Os protestos do dia 26, marcam um momento perigoso dos desdobramentos políticos. A própria realização de um “protesto a favor do governo” denota a situação conturbada que vivemos.

O presidente, antes interessado em participar do movimento, foi aconselhado e mudou de opinião, pois não havia como sair vencedor. Se as manifestações fossem um sucesso, o clima de enfrentamento entre poderes aumentaria. Se fossem um fracasso, seria mais um sinal de fraqueza perante o Congresso.

O mais grave contudo foram os objetivos do protesto. Num primeiro momento as pautas estavam difusas, mas agressivas: se falava de “fechar o STF e o Congresso”, e esse clima bélico afastou muitos apoiadores. Depois, tentando angariar mais adeptos, as pautas foram para a aprovação dos projetos do Executivo: O Pacote Anticrime e a Reforma da Previdência.
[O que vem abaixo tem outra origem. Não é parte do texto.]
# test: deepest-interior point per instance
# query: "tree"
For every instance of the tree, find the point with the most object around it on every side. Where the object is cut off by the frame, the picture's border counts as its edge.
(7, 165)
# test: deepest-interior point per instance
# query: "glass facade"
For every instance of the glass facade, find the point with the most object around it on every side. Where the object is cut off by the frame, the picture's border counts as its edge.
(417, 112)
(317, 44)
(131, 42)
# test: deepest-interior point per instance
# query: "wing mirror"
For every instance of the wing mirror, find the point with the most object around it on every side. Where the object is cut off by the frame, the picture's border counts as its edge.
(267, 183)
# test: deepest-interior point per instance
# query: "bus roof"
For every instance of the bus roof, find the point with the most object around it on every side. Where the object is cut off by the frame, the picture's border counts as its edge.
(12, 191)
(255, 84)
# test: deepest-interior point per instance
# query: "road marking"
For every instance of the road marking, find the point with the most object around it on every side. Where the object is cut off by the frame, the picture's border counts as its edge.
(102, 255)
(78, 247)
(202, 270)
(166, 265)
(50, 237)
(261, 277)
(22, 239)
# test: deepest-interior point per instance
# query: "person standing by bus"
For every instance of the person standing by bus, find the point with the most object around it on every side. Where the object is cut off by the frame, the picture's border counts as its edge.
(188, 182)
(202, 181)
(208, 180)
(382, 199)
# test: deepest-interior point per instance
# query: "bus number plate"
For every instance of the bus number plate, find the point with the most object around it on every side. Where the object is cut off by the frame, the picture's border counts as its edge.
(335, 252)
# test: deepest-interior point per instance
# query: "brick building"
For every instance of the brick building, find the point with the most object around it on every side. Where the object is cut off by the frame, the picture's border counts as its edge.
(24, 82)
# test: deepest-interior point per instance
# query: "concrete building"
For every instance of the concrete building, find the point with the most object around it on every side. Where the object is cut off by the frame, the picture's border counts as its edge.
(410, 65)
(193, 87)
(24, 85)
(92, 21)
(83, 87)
Dado que são as primeiras reformas significativas que o presidente tenta emplacar, é o óbvio “Deixa ele Governar” ou “Tem que torcer para dar certo”.

Repare que na tentativa de maquiar as intenções, as pautas foram reescritas, mas objetivo é o mesmo: O antirrepublicano silenciamento dos demais poderes.

O Viés Antirrepublicano

Como já tinha dito no texto Bolsonaro e a Democracia em Xeque, essa é uma tática dos autoritários do presente: ruir as Instituições aos poucos, para que o processo ainda tenha resquícios de legitimidade, embora o produto final seja apenas a caricatura de uma Democracia.

Tudo indica que os protestos não conseguiram pressionar a Câmara o suficiente para mudar o rumo das conversas, mas num exercício hipotético: se tivessem conseguido, não seria uma clara intimidação? Por mais que o Presidente não tenha participado, não teria sido essa sua intenção ao inflamar a população sobre sua dificuldade em governar?

E se os protestos tivessem silenciado o STF também? Se não existisse mais equilíbrio entre os três poderes, e o presidente agora tivesse, alheio ao trâmite político, a autoridade de definir tudo sem restrição, o que teríamos?

Seria possível definir como República?

É importante ter em mente que o “Governo”, como entidade, é a soma dos três poderes, não só o Executivo. Não é um segredo que os Três Poderes hoje estão em uma estranha queda de braço, mas o presidente inflamar a população em um protesto contra o próprio governo é perigoso. Enfraquece as instituições e dificulta ainda mais o diálogo.

Quando Bolsonaro iguala articulação com “toma lá, dá cá”, não há meio termo para a construção ou conversa. Ou a Câmara aceita as reformas ou está impedindo ele de trabalhar. Essa mentalidade binária afasta qualquer tipo de organização do governo e impede uma relação melhor com o Legislativo.

Tudo indica que a crise e o embate entre os poderes se aprofundará.